- Born: 1975 (age 49–50)
- Citizenship: South Korea
- Occupation: Businessman
- Employer: GP Club

Korean name
- Hangul: 김정웅
- RR: Gim Jeongung
- MR: Kim Chŏngung

= Kim Jung-woong =

South Korean businessman (born c. 1975)

Kim Jung-woong (born c. 1975) is a South Korean businessman. The chairman and significant majority owner of video game and cosmetics company GP Club, he is among the richest people in South Korea. In December 2024, Forbes estimated his net worth at US$1 billion and ranked him 33rd richest in the country.

== Biography ==
Kim was born in 1975 as the youngest of three siblings, with an older brother and sister. His father was a bank branch manager. However, he lost his job and the family's money after attempting to go into politics. He went into manual labor, and the family fell into financial hardship. When Kim was 15, his father died of liver cancer.

While still in school, he worked part-time in a video game store. After saving up enough money, as a high schooler, he was able to start his own videogame store he called "Game Paradise" (the origin of the name of "GP Club"). He was able to open a second branch of his store. By age 20, he had saved around US$500,000. He then served his mandatory military service for two years and studied interior design in Daelim University College for another two years. Afterwards, he opened six more branches of his store.

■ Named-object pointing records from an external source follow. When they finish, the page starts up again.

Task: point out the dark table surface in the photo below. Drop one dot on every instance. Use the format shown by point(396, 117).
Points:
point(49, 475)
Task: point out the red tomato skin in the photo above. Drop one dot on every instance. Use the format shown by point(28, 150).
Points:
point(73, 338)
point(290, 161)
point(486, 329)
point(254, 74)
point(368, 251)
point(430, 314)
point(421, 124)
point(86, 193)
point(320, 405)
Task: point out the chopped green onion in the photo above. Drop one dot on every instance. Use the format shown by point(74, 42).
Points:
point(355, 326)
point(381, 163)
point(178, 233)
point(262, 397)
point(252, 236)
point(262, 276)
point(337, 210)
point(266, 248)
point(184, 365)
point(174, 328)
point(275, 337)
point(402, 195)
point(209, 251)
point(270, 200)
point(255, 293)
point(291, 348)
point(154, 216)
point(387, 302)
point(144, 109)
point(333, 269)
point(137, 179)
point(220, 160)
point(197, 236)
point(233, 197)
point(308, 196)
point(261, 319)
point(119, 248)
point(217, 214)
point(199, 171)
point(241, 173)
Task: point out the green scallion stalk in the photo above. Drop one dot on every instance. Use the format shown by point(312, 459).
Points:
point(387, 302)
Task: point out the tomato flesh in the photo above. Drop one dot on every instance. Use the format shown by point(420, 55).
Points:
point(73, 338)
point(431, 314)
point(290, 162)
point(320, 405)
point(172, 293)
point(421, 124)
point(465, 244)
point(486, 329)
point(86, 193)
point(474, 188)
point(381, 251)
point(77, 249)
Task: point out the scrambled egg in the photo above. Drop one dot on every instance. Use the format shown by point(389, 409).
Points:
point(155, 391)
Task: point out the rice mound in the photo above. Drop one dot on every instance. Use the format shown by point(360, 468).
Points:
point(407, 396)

On September 5, 2003, he founded GP Club and began making business trips to China. He learned the Chinese language and culture, and observed the rise of the Korean Wave in the country. He began trading video game accessories between the countries. In 2013, he leveraged his connections in the country and worked as a distributor for South Korean cosmetics products there. After his prospects in this area faded, in April 2016 he began selling his own brand of body washes and lotions called JM Solution ("Journey to Miracle"). However, it quickly became caught up in the boycott of South Korean products in China beginning around 2016.

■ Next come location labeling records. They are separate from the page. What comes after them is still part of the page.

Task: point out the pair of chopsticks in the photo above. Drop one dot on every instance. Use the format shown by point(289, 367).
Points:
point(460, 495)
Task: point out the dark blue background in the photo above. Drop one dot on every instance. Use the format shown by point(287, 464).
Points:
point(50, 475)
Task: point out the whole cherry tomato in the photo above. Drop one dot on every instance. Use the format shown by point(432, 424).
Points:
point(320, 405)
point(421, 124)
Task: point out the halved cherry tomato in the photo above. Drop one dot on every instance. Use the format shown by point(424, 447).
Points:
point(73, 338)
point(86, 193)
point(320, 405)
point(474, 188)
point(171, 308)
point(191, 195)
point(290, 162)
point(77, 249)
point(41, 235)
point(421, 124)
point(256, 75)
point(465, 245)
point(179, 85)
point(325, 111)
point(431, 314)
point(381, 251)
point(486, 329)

GP Club, instead of advertising, sent products to Chinese social media influencers. The product quickly became popular in China, despite the boycotts. Chinese daigou (international resellers) would purchase the products in South Korea and bring them back to China for resale. This led to the company's explosive growth; by the end of 2018, it sold more than 800 million face masks. By 2019 it sold more than a billion. Investment bank Goldman Sachs purchased a 5% stake in the company in October 2018. However, GP Club's sales were negatively impacted by the COVID-19 pandemic and by Chinese bans on South Korean imports. The company failed to secure its targeted pre-IPO funding. By 2021, its operating profit was half that of its 2018 profit. Goldman Sachs exited their position at a loss in 2022.

== Personal life ==
He has a wife (Park Oak) and daughter. Together, the family owned 95% of the company in 2019.